Re: Lazy Loading Archive
Re: Lazy Loading Archive
- Subject: Re: Lazy Loading Archive
- From: Graff <email@hidden>
- Date: Mon, 25 Aug 2008 21:26:33 -0400
On Aug 25, 2008, at 8:26 PM, Graham Cox wrote:
On 25 Aug 2008, at 11:56 pm, Graff wrote:
I have a large class I'm archiving that I would like to lazy-load.
It's basically a wrapper around a NSArray and what I'd like to do
is load some instance variables but leave the array archived until
a later time in order to save time and memory.
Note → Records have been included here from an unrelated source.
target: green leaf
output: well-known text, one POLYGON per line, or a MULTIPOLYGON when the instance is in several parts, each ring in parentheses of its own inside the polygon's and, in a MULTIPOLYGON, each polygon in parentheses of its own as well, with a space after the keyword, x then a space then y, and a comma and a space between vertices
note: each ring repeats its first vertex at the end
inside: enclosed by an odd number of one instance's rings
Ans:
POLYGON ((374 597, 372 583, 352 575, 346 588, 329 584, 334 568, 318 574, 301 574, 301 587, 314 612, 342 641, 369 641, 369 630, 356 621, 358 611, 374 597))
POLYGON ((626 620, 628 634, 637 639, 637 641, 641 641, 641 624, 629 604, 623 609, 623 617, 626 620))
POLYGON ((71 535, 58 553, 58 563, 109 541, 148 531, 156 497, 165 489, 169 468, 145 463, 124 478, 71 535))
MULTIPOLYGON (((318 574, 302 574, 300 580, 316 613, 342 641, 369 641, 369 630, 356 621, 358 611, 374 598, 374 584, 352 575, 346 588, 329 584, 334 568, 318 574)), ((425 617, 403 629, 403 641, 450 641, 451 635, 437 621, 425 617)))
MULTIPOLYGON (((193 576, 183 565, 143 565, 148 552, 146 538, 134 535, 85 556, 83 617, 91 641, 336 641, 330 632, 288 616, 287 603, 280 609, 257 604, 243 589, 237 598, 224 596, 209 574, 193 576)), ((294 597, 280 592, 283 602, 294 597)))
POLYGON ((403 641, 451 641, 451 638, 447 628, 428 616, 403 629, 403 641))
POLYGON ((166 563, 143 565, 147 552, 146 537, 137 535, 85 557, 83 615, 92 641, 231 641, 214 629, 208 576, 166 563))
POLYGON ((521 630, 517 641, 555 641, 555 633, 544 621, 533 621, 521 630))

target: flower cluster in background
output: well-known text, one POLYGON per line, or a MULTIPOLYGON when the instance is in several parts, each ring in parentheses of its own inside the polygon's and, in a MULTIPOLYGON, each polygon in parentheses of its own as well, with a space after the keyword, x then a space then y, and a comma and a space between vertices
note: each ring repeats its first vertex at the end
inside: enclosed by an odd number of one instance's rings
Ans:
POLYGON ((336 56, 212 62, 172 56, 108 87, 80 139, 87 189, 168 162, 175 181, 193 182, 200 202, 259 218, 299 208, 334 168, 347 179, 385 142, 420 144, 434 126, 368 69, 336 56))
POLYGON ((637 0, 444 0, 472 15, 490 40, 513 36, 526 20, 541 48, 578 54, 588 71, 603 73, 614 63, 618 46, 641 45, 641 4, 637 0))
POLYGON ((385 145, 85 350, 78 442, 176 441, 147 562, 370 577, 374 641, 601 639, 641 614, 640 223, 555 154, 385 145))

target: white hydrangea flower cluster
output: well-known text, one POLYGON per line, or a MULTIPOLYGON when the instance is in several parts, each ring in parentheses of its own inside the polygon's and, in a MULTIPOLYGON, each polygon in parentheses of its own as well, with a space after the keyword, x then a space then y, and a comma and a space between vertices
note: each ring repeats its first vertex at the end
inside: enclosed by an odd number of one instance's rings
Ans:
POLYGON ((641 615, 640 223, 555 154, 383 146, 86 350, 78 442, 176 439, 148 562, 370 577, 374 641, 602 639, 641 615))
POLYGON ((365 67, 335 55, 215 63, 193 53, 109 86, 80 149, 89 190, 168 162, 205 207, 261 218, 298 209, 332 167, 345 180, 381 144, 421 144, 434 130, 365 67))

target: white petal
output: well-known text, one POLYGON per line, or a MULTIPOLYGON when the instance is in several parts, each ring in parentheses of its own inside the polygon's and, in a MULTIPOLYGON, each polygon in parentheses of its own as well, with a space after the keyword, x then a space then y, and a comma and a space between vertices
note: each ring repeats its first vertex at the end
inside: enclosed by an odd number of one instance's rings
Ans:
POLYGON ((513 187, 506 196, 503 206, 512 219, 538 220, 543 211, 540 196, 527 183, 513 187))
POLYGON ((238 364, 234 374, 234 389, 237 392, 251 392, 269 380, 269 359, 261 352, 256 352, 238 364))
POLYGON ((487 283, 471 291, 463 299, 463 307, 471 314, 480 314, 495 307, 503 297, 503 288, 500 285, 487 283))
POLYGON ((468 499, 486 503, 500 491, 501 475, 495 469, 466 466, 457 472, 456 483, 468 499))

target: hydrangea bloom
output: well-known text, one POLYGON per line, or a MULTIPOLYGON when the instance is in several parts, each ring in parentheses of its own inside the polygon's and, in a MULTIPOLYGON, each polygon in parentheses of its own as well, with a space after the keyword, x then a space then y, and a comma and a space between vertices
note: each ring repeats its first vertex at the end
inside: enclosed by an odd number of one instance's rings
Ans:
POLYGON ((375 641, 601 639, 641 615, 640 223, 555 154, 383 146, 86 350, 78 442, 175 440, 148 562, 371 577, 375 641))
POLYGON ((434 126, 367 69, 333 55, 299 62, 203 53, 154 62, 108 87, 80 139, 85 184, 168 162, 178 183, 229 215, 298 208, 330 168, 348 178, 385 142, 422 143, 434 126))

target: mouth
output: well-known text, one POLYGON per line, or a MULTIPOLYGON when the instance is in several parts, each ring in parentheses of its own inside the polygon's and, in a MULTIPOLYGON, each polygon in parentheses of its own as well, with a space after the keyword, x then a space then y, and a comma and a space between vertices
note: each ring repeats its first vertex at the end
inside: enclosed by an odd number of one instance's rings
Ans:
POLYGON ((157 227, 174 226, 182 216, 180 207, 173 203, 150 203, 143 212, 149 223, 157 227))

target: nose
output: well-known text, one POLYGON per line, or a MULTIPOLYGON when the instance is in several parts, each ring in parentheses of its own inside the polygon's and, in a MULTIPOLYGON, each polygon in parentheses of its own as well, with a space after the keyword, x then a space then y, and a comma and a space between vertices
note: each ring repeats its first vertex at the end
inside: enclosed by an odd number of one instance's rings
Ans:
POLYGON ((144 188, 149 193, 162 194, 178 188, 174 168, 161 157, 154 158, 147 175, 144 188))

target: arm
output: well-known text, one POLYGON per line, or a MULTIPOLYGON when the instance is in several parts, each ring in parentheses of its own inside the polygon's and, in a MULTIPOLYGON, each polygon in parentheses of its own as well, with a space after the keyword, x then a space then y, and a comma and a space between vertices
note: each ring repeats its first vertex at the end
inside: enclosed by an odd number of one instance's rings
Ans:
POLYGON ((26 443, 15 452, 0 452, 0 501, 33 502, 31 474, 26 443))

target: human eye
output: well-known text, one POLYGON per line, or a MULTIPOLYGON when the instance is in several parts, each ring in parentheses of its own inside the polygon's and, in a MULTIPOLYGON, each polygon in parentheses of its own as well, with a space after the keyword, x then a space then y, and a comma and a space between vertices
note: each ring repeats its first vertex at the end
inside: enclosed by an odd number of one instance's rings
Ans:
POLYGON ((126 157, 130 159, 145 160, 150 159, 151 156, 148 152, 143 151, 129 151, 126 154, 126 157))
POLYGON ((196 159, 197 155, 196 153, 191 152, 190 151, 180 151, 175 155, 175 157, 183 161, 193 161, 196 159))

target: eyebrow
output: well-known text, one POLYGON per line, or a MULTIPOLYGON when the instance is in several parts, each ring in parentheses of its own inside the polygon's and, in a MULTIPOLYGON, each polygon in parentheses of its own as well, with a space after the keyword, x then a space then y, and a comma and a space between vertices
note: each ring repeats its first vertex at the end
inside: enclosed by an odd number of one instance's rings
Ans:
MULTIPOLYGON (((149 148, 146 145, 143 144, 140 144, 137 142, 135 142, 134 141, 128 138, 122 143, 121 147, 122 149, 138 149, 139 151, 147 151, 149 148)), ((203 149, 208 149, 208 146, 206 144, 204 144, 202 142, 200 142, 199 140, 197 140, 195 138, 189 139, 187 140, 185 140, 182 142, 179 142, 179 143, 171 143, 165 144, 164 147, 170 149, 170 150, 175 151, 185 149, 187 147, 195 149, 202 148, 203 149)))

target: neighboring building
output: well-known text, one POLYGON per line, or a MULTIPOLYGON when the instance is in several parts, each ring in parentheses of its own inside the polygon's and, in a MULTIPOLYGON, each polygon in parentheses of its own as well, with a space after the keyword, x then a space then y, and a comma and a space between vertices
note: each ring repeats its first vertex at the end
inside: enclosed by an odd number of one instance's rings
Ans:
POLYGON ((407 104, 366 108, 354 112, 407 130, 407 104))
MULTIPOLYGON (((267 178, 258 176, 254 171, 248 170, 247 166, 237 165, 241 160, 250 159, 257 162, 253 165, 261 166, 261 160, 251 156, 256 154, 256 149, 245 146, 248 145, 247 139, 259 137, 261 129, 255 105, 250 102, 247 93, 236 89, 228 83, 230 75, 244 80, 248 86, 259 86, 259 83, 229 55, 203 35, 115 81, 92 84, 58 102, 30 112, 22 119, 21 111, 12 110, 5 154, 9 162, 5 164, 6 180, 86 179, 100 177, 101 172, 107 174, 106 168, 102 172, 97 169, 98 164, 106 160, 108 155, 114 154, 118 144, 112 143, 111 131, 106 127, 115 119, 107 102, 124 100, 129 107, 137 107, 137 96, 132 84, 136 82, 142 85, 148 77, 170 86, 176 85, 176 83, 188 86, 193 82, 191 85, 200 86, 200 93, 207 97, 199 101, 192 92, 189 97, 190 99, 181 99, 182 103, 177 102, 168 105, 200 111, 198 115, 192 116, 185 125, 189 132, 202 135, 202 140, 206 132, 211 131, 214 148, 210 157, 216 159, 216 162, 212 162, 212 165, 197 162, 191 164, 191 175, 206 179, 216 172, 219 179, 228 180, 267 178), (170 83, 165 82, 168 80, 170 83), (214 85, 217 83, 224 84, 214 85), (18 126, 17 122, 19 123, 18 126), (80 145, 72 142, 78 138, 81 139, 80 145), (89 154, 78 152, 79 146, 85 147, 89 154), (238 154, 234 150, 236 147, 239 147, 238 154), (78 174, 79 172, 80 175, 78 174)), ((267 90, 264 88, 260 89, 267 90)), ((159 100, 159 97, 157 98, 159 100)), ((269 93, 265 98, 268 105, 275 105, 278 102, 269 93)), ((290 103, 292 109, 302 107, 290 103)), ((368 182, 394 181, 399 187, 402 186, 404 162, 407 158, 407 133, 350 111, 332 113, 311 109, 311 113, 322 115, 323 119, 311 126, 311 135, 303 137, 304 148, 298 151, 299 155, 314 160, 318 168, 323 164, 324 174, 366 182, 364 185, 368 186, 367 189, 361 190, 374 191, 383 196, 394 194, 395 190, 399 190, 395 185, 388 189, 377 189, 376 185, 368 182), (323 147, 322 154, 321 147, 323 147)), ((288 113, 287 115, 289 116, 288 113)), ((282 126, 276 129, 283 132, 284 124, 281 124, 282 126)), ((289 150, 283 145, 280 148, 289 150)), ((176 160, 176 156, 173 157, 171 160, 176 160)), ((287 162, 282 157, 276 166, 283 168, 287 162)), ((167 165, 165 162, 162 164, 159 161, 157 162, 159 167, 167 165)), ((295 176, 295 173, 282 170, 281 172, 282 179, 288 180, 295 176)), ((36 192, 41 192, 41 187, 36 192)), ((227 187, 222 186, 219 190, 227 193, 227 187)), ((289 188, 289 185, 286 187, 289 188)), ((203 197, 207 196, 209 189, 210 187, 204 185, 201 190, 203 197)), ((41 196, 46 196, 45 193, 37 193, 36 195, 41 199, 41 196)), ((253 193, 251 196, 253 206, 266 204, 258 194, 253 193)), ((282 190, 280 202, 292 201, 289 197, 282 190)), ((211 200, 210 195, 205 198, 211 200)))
How large are you talking about?
Have you actually profiled to see whether there is some genuine
reason for wanting to do this, or are you just going on a "gut
feeling" that it might be slow?
I'm not sure whether NSCoder preloads the entire archive into memory
or not, but if it does and you retain the coder, you won't be saving
time and memory anyway - in fact it could be worse on memory - much
worse if your archive uses XML format.
I'm currently using a keyed archive to archive an NSArray of about
300,000 objects. On disk the archive takes up around 40MB. If I load
a smaller archive there is a noticeable difference in load times, I
don't have any numbers to throw around but it was enough that I
thought it was worth trying to optimize.
A bit of background here, I am creating images based on computed color
values for each pixel. I was originally creating NSColor objects on-
the-fly to correspond to these values but that was very slow so I
moved on to using NSColorList, using the computed value of the pixel
to look up the appropriate color in the color list. NSColorList
worked well for a small number of colors but when I tried to create
larger color lists it bogged down very quickly. I then moved to a
NSArray of NSColor objects where the index was a hash of the color
value. This was quick and decently compact. I archived the NSArray
to create several color arrays for different coloring schemes.
What I want to do now is to tag each color array with some metadata
like the title of the color scheme or the bit depth of the image. I
figured I would do this with a wrapper class for NSArray so that I
could have a handy class to encapsulate all of the necessary methods
and data. The stumbling block right now is how to easily get the
metadata for several of these color array objects without having to
load them all entirely into memory every time I just need the metadata.